Executives will spend more on learning and development this year. This was the consensus among the responses to a January 2016 survey conducted by ExecSense.
Many affirmed the committed investment in learning and training to help improve the performance of individuals and the larger organization. 58 percent of Senior Executives said their organizations plan to increase the investment in executive learning activities, including spend on individual and team training, course subscriptions, and online education modules. 31% expect spend on executive learning will remain the same. Less than 5% plan to decrease spend.
These responses came from over 60 CEOs, CFOs, COO’s and other senior executives across a range of industries.
We also asked the ExecSense C-Suite audience their views on executive education and training as part of their professional development and team performance. 90% responded yes, there is a tied between learning and performance. Not surprisingly, respondents affirmed that executive learning would be an important part of their management priorities in the year ahead. What differed, however, were the top priorities.

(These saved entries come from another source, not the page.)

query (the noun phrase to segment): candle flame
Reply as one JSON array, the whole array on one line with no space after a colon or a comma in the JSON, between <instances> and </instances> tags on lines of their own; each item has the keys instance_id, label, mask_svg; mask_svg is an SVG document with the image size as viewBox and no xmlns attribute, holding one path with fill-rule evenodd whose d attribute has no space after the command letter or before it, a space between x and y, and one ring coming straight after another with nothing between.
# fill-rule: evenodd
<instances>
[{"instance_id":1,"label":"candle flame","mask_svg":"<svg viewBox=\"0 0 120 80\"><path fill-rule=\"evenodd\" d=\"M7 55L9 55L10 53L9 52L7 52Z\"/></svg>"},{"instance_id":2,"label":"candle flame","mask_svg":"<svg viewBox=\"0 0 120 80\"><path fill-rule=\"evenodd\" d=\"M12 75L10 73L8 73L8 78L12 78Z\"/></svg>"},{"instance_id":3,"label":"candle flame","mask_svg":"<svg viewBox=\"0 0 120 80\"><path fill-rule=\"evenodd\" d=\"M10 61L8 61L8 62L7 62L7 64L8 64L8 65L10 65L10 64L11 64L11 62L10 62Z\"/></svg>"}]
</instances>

Executive learning top priorities are leadership and strategy, reflected in the selection by over 70% of respondents. Readiness for organizational change is another top priority for over 50%. Managing risk, technology and innovation were selected secondary on the list.
Building the Leadership Bench
…have them trained and ready to go when we need them
When asked to identify their key management challenges or priorities, the number one answer was the need to build organizational bench strength. Some executives noted they have “few emerging leaders,” and noted the need to build “skills and capabilities.”
One COO noted his priority for learning initiatives for his leadership team is to, “have them trained and ready to go when we need them.”
Understanding the learning priorities of the individual executive, business teams and the larger organization is crucial to selecting the right content, platform and delivery mechanism in execution education. The upside can include having a strong leadership bench who fill succession plans, build the business, drive strategy and are responsive to major market and organizational changes.